[HN Gopher] Show HN: Semantic Grep - A Word2Vec-powered search tool
___________________________________________________________________
Show HN: Semantic Grep - A Word2Vec-powered search tool
Much improved new version. Search for words similar to the query.
For example, "death" will find "death", "dying", "dead",
"killing"... Incredibly useful for exploring large text datasets
where exact matches are too restrictive.
Author : arunsupe
Score : 102 points
Date : 2024-07-27 18:02 UTC (4 hours ago)
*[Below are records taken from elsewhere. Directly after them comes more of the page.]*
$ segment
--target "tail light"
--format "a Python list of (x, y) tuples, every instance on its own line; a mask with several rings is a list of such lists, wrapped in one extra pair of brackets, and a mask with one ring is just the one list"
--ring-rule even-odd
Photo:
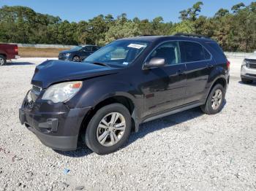
[(14, 51), (15, 51), (15, 52), (18, 52), (18, 46), (17, 46), (17, 45), (15, 46), (15, 47), (14, 47)]
[(230, 70), (230, 62), (229, 61), (227, 61), (227, 67), (228, 70)]

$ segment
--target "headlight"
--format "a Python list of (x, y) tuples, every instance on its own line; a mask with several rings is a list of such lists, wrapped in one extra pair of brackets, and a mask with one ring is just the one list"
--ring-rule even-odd
[(68, 82), (50, 86), (42, 99), (50, 100), (53, 103), (63, 102), (73, 97), (82, 87), (82, 82)]

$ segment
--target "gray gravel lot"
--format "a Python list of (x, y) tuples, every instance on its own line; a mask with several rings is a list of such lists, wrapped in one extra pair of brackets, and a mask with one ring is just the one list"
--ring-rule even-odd
[(105, 156), (83, 147), (56, 152), (19, 123), (18, 108), (42, 60), (0, 67), (0, 190), (256, 190), (256, 84), (241, 83), (241, 60), (230, 59), (219, 114), (193, 109), (144, 123), (122, 149)]

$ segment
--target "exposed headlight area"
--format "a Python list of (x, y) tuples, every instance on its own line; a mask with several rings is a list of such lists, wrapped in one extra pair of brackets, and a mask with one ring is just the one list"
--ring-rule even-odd
[(53, 103), (64, 102), (72, 98), (82, 87), (83, 82), (68, 82), (50, 86), (44, 93), (42, 99)]

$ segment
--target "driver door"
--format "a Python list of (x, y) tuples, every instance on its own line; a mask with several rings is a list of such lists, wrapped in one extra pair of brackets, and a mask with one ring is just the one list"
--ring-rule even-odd
[(181, 63), (178, 42), (162, 44), (146, 61), (153, 58), (165, 58), (166, 65), (143, 70), (144, 117), (184, 104), (186, 93), (187, 69)]

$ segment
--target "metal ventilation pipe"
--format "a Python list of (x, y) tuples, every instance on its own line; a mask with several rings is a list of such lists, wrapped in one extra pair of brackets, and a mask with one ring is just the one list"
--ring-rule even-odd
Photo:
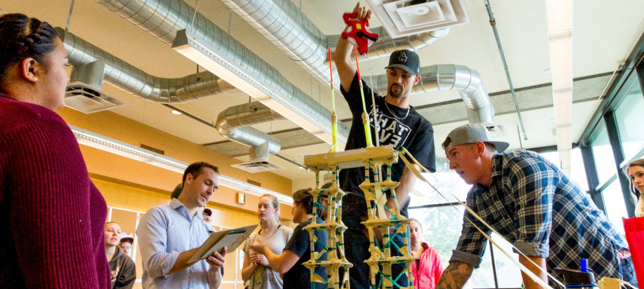
[(228, 107), (220, 113), (215, 124), (217, 131), (224, 138), (251, 147), (252, 159), (278, 153), (281, 142), (249, 126), (283, 118), (266, 106), (254, 102)]
[[(468, 107), (470, 123), (494, 124), (494, 106), (476, 70), (462, 65), (438, 64), (421, 68), (420, 75), (421, 81), (412, 88), (412, 95), (456, 90)], [(386, 91), (386, 75), (374, 76), (374, 82), (376, 91)]]
[[(249, 77), (267, 89), (279, 93), (295, 113), (303, 111), (307, 118), (328, 126), (318, 127), (325, 133), (331, 131), (331, 112), (288, 81), (276, 69), (234, 40), (200, 13), (182, 0), (97, 0), (106, 8), (129, 20), (163, 42), (171, 44), (176, 32), (189, 29), (204, 42), (220, 48), (222, 53), (246, 68)], [(194, 20), (194, 21), (193, 21)], [(194, 25), (192, 23), (194, 22)], [(261, 101), (261, 100), (260, 100)], [(294, 109), (292, 107), (297, 107)], [(346, 142), (349, 129), (338, 124), (339, 140)], [(310, 131), (315, 134), (316, 131)]]
[[(334, 49), (339, 35), (325, 35), (290, 0), (220, 0), (265, 38), (323, 83), (330, 82), (327, 48)], [(388, 57), (398, 49), (419, 50), (447, 35), (449, 28), (393, 39), (384, 29), (362, 59)], [(335, 87), (339, 77), (334, 71)]]
[(234, 86), (208, 71), (177, 79), (151, 75), (71, 32), (59, 27), (55, 30), (69, 55), (70, 64), (80, 67), (101, 60), (105, 65), (106, 82), (142, 98), (171, 104), (237, 91)]

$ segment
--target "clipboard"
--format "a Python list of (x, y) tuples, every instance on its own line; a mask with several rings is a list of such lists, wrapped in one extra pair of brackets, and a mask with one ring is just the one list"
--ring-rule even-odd
[(187, 263), (191, 264), (198, 262), (207, 257), (213, 252), (220, 251), (223, 247), (227, 247), (228, 252), (234, 251), (240, 245), (248, 239), (257, 226), (258, 225), (252, 225), (211, 234), (210, 237), (202, 244)]

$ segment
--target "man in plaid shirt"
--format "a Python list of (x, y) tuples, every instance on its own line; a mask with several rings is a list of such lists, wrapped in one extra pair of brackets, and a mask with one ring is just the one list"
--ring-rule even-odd
[[(509, 144), (489, 140), (487, 129), (466, 124), (442, 147), (450, 167), (468, 184), (466, 203), (520, 250), (519, 261), (544, 281), (555, 267), (579, 269), (589, 260), (596, 276), (622, 279), (632, 272), (627, 245), (589, 196), (550, 162), (527, 151), (502, 153)], [(466, 211), (460, 238), (438, 288), (462, 288), (478, 266), (488, 240), (469, 221), (491, 232)], [(624, 267), (623, 268), (622, 267)], [(632, 274), (632, 273), (631, 273)], [(524, 274), (527, 289), (540, 288)], [(631, 284), (634, 277), (626, 277)]]

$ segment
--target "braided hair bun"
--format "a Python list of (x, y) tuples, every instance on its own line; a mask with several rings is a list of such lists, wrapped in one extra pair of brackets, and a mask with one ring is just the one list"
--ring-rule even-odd
[(0, 90), (10, 67), (30, 57), (43, 62), (55, 50), (57, 37), (46, 22), (24, 14), (0, 14)]

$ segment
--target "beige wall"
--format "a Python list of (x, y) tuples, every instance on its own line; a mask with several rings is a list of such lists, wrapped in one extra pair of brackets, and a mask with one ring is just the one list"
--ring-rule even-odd
[[(141, 144), (151, 145), (165, 151), (165, 155), (169, 157), (187, 163), (206, 161), (219, 167), (223, 174), (242, 181), (251, 179), (261, 183), (262, 187), (288, 196), (291, 194), (291, 180), (287, 178), (272, 172), (251, 174), (231, 167), (232, 164), (242, 162), (120, 115), (109, 111), (86, 115), (67, 107), (58, 113), (70, 125), (133, 145), (139, 146)], [(98, 178), (167, 194), (181, 182), (182, 175), (177, 172), (85, 145), (80, 145), (80, 149), (88, 170), (93, 176)], [(246, 212), (256, 210), (258, 197), (246, 194), (245, 204), (240, 205), (236, 203), (236, 192), (220, 186), (211, 202), (215, 205)], [(147, 197), (145, 194), (123, 196), (130, 200), (131, 203), (139, 201), (147, 203), (141, 198)], [(133, 201), (133, 198), (137, 200)], [(281, 209), (283, 218), (290, 219), (292, 217), (290, 206), (283, 205)]]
(HTM) web link (github.com)
(TXT) w3m dump (github.com)
| sitkack wrote:
| Your post might have been flagged because of your example?
| arunsupe wrote:
| Oh.Please explain. The example was entirely arbitrary. Should I
| change it?
| threatofrain wrote:
| IMO no. There are enough people who will vouch.
| gunalx wrote:
| Really cool. Often just want to fuzzy search for a word, and this
| would be useful. Can it do filenames as well ? Or do I need to
| pipe something like LS first.
| fbdab103 wrote:
| I might have a work use case for which this would be perfect.
|
| Having no experience with word2vec, some reference performance
| numbers would be great. If I have one million PDF pages, how long
| is that going to take to encode? How long will it take to search?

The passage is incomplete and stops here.